Tiger attempts to win back trust
By admin

Tiger Australia has underlined both safety and reliability as its top priorities as it confirmed its operations have returned to pre-suspension levels.

Despite its ongoing expansion, the airline continues to focus on trying to shake negative perceptions caused by historically poor punctuality, a high number of cancellations and a spate of safety concerns which prompted its grounding by the safety regulator in 2011. 

Head of communications, Vanessa Regan, told Travel Today the carrier has since introduced a number of initiatives to improve its reliability.

These include investment in people, particularly in the fields of operations and engineering, along with improved internal systems and processes, and the transition to a new line maintenance provider.

"The whole team at Tiger has been behind a concerted effort to enhance reliability or punctuality performance and we've made great progress over the last year and a half," she said.

Regan referred to figures which showed the carrier had the lowest cancellation rate of all domestic airlines in 2012, and that it came a "very close third" for on time performance.

Tiger's load factor for February averaged 84% across the network, she added.

But although the airline is back to operating around 60 sectors per day, the network is not the same as pre-suspension.

Routes have been tweaked in response to demand, seasonality, changing market conditions industry support, according to Regan.

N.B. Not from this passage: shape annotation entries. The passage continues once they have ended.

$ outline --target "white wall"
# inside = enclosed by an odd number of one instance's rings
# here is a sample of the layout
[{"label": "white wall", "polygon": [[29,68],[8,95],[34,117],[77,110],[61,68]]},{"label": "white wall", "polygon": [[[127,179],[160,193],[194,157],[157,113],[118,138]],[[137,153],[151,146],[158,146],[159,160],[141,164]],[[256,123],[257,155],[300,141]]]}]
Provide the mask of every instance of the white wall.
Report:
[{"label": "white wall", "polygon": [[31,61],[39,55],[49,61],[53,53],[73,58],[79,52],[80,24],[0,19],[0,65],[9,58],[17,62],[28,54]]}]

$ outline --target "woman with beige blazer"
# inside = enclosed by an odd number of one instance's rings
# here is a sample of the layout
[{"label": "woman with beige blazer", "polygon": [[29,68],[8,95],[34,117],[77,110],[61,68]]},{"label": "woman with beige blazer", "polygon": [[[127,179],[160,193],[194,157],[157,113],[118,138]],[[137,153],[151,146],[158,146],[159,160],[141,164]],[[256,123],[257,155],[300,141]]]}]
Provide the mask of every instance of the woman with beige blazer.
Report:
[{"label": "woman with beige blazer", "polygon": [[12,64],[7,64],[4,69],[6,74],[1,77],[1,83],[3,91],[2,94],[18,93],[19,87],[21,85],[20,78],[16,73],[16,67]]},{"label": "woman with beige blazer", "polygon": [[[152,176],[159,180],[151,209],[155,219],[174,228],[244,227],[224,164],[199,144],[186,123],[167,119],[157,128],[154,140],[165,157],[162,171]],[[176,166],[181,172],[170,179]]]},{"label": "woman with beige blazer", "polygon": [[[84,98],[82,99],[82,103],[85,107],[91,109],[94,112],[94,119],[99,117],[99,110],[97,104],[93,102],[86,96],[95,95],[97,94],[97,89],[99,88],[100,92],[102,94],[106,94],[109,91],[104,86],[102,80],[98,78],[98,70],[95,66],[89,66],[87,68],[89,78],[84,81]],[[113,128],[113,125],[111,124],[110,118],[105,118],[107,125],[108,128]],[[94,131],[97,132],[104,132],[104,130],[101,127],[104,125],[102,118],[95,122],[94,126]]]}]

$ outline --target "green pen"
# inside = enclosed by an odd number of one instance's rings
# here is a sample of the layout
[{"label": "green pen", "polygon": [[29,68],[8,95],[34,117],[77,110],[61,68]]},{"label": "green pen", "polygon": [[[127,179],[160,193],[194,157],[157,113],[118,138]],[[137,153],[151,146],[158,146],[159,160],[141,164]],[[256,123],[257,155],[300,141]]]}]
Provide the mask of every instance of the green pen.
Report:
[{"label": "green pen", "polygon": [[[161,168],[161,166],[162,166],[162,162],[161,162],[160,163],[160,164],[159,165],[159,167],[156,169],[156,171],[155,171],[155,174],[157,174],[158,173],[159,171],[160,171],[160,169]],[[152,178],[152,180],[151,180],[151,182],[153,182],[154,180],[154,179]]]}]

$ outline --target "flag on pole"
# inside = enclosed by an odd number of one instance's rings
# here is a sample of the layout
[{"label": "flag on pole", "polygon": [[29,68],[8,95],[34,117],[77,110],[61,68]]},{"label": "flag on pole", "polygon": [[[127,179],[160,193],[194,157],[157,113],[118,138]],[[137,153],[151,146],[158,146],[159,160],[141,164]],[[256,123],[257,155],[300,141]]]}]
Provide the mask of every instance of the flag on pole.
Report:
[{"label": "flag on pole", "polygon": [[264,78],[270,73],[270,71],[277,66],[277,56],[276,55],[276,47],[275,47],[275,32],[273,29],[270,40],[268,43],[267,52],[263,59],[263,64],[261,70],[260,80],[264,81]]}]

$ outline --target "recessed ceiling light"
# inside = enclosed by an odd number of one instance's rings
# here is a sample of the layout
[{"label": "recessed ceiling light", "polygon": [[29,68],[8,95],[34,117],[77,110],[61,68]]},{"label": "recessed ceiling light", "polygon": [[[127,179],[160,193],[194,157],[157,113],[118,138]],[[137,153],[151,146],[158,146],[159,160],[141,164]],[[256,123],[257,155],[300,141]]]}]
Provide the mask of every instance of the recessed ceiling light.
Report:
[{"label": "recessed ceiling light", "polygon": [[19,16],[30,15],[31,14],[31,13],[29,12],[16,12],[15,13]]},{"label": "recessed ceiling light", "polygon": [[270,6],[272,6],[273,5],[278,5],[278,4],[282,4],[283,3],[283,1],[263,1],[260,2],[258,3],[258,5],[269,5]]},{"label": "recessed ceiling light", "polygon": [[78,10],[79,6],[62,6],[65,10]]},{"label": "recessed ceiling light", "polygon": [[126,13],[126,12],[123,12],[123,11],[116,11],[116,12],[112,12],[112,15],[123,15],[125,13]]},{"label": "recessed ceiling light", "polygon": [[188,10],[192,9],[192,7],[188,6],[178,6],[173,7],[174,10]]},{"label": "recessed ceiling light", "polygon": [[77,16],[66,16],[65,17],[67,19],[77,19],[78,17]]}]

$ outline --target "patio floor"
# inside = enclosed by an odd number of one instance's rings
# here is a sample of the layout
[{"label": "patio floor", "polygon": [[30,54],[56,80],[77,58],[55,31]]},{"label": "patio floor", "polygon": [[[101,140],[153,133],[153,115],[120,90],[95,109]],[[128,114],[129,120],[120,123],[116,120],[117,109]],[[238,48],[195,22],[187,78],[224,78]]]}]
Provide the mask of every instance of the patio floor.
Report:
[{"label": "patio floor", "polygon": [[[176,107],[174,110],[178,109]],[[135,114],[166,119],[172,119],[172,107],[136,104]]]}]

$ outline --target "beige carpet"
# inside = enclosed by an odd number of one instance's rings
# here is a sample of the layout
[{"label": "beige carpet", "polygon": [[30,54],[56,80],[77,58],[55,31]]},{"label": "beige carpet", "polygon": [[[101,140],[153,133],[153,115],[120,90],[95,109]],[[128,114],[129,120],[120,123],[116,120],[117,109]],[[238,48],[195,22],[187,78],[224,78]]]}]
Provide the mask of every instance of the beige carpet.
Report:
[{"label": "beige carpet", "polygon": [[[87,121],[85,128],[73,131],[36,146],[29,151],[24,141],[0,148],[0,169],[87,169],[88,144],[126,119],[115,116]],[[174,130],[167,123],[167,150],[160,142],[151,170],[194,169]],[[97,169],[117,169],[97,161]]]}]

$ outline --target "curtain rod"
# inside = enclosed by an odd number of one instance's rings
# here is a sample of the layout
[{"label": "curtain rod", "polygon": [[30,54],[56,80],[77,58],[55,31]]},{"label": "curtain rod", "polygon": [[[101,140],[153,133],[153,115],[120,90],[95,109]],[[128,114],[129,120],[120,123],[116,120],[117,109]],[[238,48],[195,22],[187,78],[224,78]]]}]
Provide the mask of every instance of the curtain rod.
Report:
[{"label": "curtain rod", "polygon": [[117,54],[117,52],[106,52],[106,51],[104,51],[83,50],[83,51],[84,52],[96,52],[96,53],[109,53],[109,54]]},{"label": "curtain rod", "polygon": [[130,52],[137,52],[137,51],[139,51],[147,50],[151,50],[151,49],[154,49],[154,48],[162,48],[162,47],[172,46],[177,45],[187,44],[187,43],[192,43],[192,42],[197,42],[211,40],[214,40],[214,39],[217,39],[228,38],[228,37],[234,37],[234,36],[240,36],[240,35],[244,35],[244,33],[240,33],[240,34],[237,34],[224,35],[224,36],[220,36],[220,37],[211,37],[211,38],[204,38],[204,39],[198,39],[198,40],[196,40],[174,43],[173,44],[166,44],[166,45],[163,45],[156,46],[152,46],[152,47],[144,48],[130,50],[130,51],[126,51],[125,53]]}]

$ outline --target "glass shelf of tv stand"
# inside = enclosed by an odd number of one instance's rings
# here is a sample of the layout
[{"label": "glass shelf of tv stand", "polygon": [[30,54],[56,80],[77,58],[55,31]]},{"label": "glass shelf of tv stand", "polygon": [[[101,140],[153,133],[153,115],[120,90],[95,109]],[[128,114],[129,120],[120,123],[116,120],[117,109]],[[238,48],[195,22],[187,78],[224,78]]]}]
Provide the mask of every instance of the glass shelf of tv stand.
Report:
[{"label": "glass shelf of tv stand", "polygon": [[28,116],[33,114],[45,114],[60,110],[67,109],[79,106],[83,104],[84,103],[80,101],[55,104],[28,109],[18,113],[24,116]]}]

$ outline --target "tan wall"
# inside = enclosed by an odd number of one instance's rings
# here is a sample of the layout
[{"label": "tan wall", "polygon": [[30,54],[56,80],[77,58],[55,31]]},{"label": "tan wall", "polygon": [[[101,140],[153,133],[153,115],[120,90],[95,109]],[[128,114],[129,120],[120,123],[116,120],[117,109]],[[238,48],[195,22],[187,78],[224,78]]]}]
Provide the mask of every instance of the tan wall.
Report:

"We continually review our network in order to ensure we are flying the popular routes that allow us to deliver enhanced punctuality performance," she said.

The airline launches its Melbourne-Alice Springs and Sydney-Alice Springs services this week, following the start of Sydney-Cairns services last Thursday.

Additional new routes are on the cards, Regan confirmed, although she declined to disclose further details.

"We are talking to many tourism and airport partners around Australia about our future plans," she said. "We will announce further network developments in due course."

However, Tiger's well-being, following losses of S$12.9 million (A$9.98m) in its third quarter, could depend on Virgin Australia's proposed acquisition of a 60% stake in the low cost carrier – still pending Australian Consumer and Competition Commission approval.

Meanwhile, the airline remains without a permanent chief executive in anticipation of the deal's completion, having agreed that Virgin Australia will name its next boss if the ACCC grants approval.

Former chief executive, Andrew David, departed Tiger on March 14 to head up Jetstar's long haul operations.